One of the few consolations of last year's unrest in the wake of Freddie Gray's death was that at least Baltimore had the opportunity to set an example to the rest of the country when it was time to pick up the pieces. No matter what happened to the 25-year-old African American man before and after he was arrested and transported in a police van, it was clear that the city and its police department had failed on many levels — on that morning and for years before.
If the reforms pursued since that day — from body cameras on police officers to improved outreach between police and the city's most at-risk neighborhoods — didn't send a message to other cities that change was needed, surely the sobering report from the U.S. Department of Justice' Civil Rights Division must have. That the handful of police officers criminally charged in Gray's death were either found not guilty or had their charges subsequently dropped didn't negate the lesson to be learned from Baltimore: Communities that ignore a long history of racial disparity (both within and beyond the criminal justice system) set themselves up for future disaster.
And yet here we go again. The protests this week in Charlotte, N.C. over the police shooting death of 43-year-old Keith Lamont Scott came with a sickening sense of déjà vu. Sixteen police officers were injured Tuesday night as protesters clashed with authorities, setting fires and looting stores in some cases, in the wake of the death of an African-American man who police allege had a gun in his hand when they confronted him in an apartment building parking lot. That's an account disputed by others on social media, but a firearm was recovered by police.
The clash in Charlotte took place just four days after the death of Terrence Crutcher, 40, who was shot and killed by police in Tulsa, Okla. The victim, also African American, had been waiting for help by the side of the road after his SUV broke down. Police said the officer who fired had feared Mr. Crutcher was acting strangely and had failed to obey orders, yet video from the incident strongly suggests she and others had overreacted — the victim's hands were raised and he was walking toward his vehicle at the moment he was shot. Yet from this scant evidence he was labeled a "bad dude" by an officer speaking over the police radio from a circling police helicopter. That PCP was later recovered from his vehicle may prove irrelevant given his non-threatening behavior as documented on helicopter and dashboard videos.

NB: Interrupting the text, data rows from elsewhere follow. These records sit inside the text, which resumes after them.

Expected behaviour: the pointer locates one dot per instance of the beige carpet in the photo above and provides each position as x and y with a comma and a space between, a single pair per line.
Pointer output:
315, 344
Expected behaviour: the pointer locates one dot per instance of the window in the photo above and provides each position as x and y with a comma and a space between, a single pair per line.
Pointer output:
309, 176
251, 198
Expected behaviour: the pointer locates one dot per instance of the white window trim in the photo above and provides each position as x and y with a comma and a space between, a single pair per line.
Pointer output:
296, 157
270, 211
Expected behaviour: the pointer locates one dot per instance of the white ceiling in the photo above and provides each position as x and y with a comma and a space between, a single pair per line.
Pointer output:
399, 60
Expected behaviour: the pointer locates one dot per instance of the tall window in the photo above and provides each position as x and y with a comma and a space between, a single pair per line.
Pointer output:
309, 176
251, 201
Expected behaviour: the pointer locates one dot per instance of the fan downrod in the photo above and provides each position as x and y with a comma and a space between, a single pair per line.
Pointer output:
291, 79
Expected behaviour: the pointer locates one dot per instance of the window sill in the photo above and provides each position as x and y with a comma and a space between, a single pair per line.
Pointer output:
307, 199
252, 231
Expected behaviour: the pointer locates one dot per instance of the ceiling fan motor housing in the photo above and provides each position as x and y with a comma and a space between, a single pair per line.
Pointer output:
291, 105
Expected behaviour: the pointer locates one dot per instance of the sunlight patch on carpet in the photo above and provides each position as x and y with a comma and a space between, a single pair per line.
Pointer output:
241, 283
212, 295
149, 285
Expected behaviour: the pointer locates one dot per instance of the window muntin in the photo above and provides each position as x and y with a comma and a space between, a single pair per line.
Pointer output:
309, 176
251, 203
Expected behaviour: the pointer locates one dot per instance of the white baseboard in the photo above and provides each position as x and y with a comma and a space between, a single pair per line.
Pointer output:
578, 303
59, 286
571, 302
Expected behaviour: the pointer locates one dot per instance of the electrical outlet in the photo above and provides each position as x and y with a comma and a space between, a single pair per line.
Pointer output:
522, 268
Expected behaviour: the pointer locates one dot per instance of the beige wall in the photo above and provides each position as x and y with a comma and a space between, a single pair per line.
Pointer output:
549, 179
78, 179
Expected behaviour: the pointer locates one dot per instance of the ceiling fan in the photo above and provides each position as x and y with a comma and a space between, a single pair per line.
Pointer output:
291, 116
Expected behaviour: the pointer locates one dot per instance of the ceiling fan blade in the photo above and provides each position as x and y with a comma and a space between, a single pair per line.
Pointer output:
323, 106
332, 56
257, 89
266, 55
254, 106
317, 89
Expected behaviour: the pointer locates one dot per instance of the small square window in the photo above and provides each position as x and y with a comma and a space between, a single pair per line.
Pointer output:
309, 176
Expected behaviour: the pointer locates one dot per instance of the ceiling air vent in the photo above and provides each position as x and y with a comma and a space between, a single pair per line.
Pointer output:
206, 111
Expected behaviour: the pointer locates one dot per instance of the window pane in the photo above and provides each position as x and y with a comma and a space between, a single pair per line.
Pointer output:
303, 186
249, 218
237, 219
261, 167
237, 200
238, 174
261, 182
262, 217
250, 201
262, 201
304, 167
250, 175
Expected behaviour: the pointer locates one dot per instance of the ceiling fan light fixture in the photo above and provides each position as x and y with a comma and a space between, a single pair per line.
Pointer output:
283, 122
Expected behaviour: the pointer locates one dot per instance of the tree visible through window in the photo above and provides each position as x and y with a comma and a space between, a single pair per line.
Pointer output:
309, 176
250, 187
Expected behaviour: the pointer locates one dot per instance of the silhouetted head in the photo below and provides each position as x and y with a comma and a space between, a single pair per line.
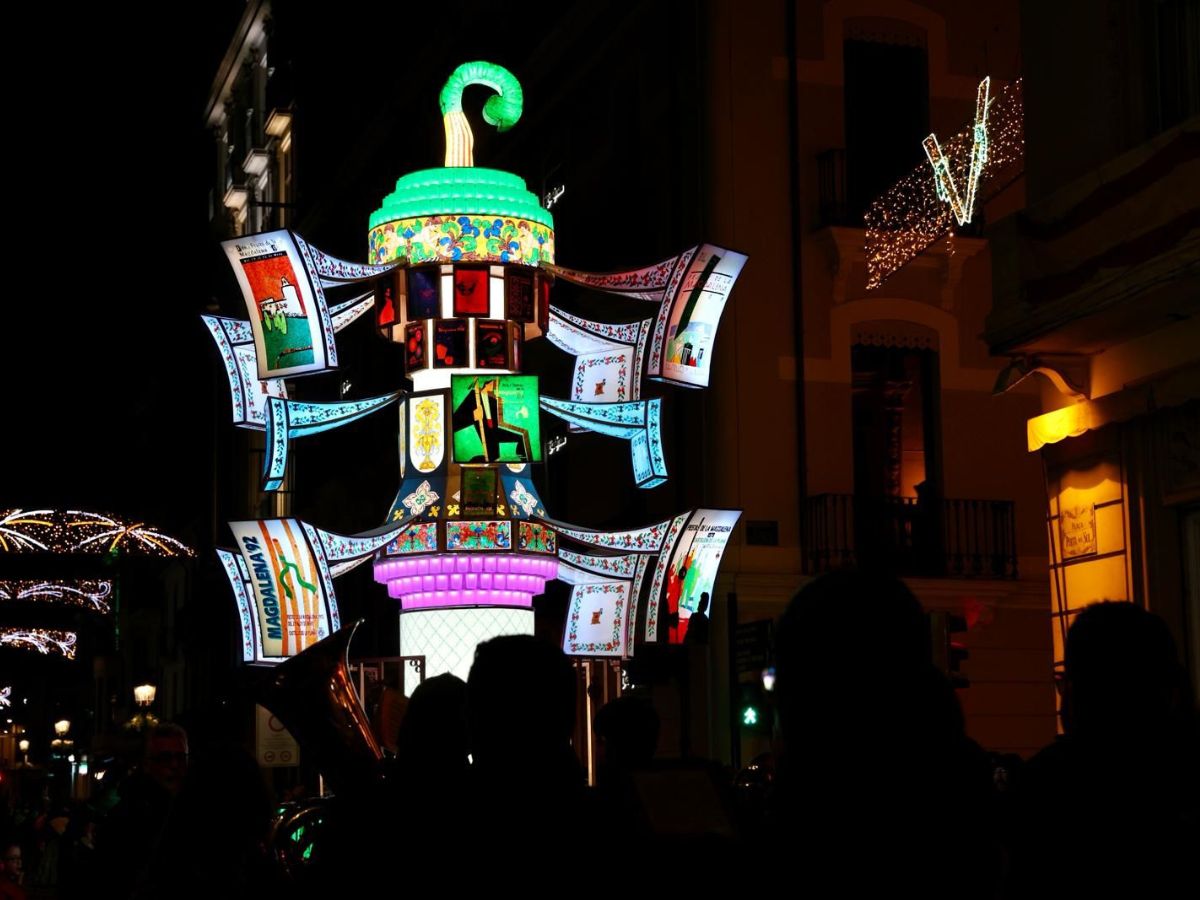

Investigations into both incidents are ongoing, but the death of Terrence Crutcher appears the more egregious — he was an unarmed father of four and a college student. More might be known about the circumstances if officers had been wearing body cameras, but Tulsa has not yet issued them even though the city was awarded a $600,000 grant to do so last year.
It is ironic that in recent weeks the nation has been embroiled in an extended and often angry public debate over whether it's appropriate for a San Francisco 49ers quarterback to protest before NFL games by taking a knee when the national anthem is performed. What got lost was the point of Colin Kaepernick's protest — to draw attention to racial injustice. Agree or disagree with his methods, the latest shootings and accompanying uproar make clear that deadly encounters between police and African Americans remain a tragic and too-common experience in communities ill-equipped to either prevent them or deal with their aftermath.
That's not to suggest Baltimore has become some kind of shining example of racial harmony, social justice and police procedure in the 17 months since Freddie Gray's death. But at least the city has been fully engaged in the broad range of issues raised by the incident, from poverty and racism to the lack of economic opportunity and the need for improved civilian oversight of police. Was Tulsa already grappling with these same issues? Was Charlotte? If there are communities across the country that paid scant attention to what happened in Baltimore or Ferguson last year, let this week's events be your second wake-up call.